Test flights in sight
First things first though! Happy New Year from the whole team and welcome to our first newsletter of the new decade!
This year is extremely important for SolarStratos and promises to be action packed. The test flights will resume, Raphael will fly the solar plane himself for the first time, we’ll be doing two-person flights, we will attempt the first flights at 10,000 m for as solar and electric airplane and many more surprises.
Lots going on!
Our team is growing
An experimental eco-exploration such as SolarStratos is constantly evolving, constantly adapting to technological developments and therefore, constantly looking to benefit from new knowledge and skills. We have an incredible and passionate team in place making every effort to get our solar plane to the stratosphere, and it is growing! We recently hired Miguel A. Iturmendi as the second test pilot and aeronautical engineer and have now added Marc-André Pointet to the team in the role of engineer. He joins us from the Haute Ecole of Engineering and Management from the Canton of Vaud.
We have also strengthened our ‘events and partners’ department with the arrival of Floriane Pochon, who has come on board as manager.
We wish them a warm welcome and a lot of fun at the heart of our great adventure.
Reliability of the new wings
During the winter, we focussed on stress testing the wings. To do that, we first built different samples of longerons (the longitudinal structural component of an aircraft’s fuselage), then we loaded them up until they broke in order to understand what resistance the different materials and manufacturing techniques would allow. Once this was established, we were able to select the best carbon fibre and the best manufacturing technique to achieve the strongest, stiffest and lightest wings possible.

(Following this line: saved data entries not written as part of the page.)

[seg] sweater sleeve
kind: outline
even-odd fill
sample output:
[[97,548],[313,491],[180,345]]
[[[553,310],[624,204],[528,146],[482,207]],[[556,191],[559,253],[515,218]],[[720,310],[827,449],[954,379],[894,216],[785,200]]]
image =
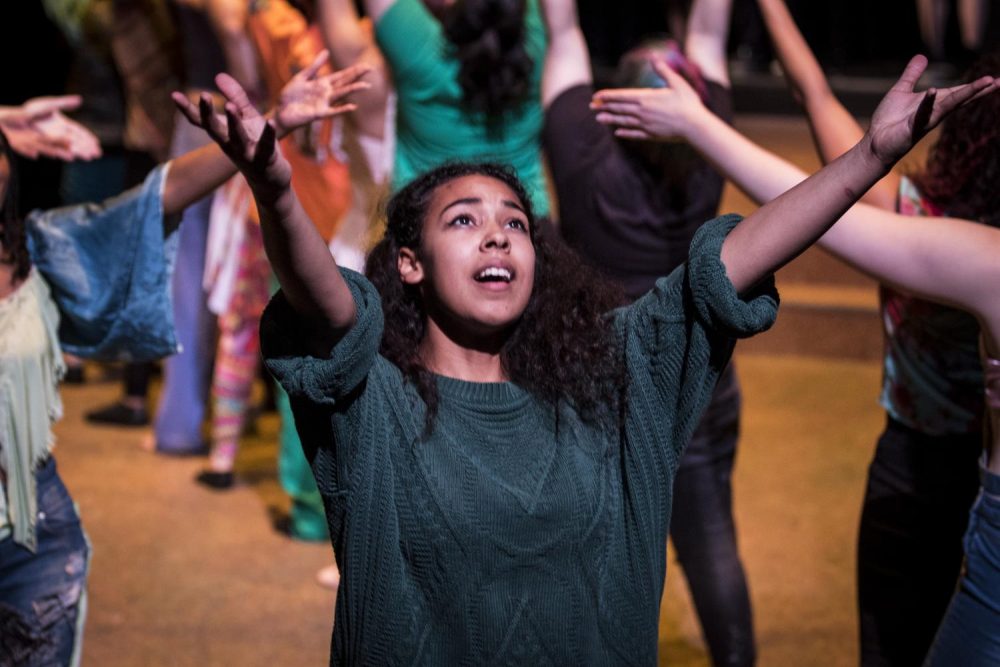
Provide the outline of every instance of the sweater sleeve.
[[739,221],[729,215],[703,225],[687,264],[617,313],[630,418],[657,424],[656,432],[637,426],[635,453],[653,457],[649,463],[662,474],[676,470],[736,339],[768,329],[777,317],[773,278],[741,296],[726,275],[722,242]]
[[365,380],[375,362],[383,326],[378,291],[359,273],[343,267],[340,273],[354,297],[357,321],[325,359],[309,353],[302,333],[308,325],[281,290],[264,309],[260,322],[264,364],[289,398],[332,407]]
[[306,459],[330,502],[332,526],[346,511],[353,482],[388,474],[385,453],[399,440],[391,433],[404,393],[399,370],[378,354],[383,319],[377,290],[361,274],[340,272],[357,321],[326,358],[310,352],[307,325],[282,292],[260,324],[264,364],[288,393]]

Once the longeron experiments were complete, we built a full test wing, slightly shorter than the flight wing and loaded that up with over a ton of sandbags and water until it broke.

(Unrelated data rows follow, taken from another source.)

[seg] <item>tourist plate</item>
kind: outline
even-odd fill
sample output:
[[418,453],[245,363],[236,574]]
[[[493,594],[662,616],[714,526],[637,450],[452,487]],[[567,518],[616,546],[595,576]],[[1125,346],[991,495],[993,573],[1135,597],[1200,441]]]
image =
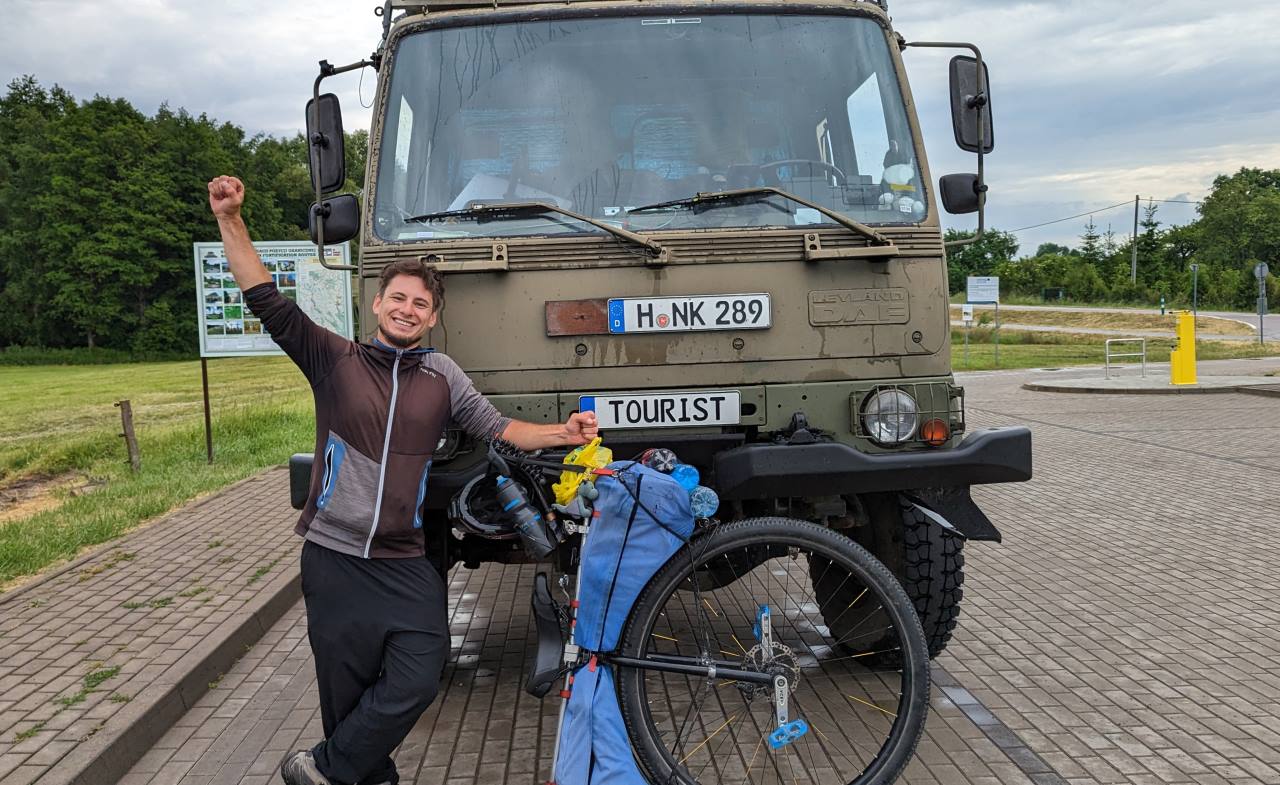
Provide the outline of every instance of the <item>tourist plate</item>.
[[737,425],[742,413],[742,396],[737,390],[583,395],[578,398],[578,408],[595,412],[601,428]]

We at last had the information that we needed to create the final wings. Our technical team now knows that the SolarStratos wings have a margin of safety that is slightly higher than the norm, which in turn means that, if necessary, they can slightly increase the take-off weight.
The new SolarStratos wings will be equipped with more resistant photovoltaic cells embedded in the wings by our scientific partners at the Swiss Centre for Electronics and Microtechnology. Embedding the cells will make them more reliable and solid.

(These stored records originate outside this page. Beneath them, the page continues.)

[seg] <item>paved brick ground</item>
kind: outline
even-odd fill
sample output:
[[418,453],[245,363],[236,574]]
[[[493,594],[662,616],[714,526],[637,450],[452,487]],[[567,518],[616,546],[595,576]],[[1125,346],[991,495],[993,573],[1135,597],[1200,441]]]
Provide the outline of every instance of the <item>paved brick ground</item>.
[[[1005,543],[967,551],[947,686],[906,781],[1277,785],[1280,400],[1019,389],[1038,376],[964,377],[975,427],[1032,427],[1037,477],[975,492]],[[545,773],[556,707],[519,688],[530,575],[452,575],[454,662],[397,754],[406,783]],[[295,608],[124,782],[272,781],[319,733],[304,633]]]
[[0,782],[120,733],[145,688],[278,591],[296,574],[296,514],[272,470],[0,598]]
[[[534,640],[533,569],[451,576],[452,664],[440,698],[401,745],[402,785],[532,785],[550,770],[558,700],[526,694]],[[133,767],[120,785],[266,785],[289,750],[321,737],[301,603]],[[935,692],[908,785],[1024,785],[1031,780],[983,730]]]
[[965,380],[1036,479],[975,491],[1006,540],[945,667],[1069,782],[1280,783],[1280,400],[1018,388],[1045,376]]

The base will stay in Payerne
In 2016, the city of Payerne and the Broye Regional Community allowed us to build our base on the Aeropole site for three years. We have just received the exciting news that this permission has been extended until the end of our eco-exploration. This means we can continue our adventure so thank you to the local, regional and confederate authorities for the trust placed in us, and their support!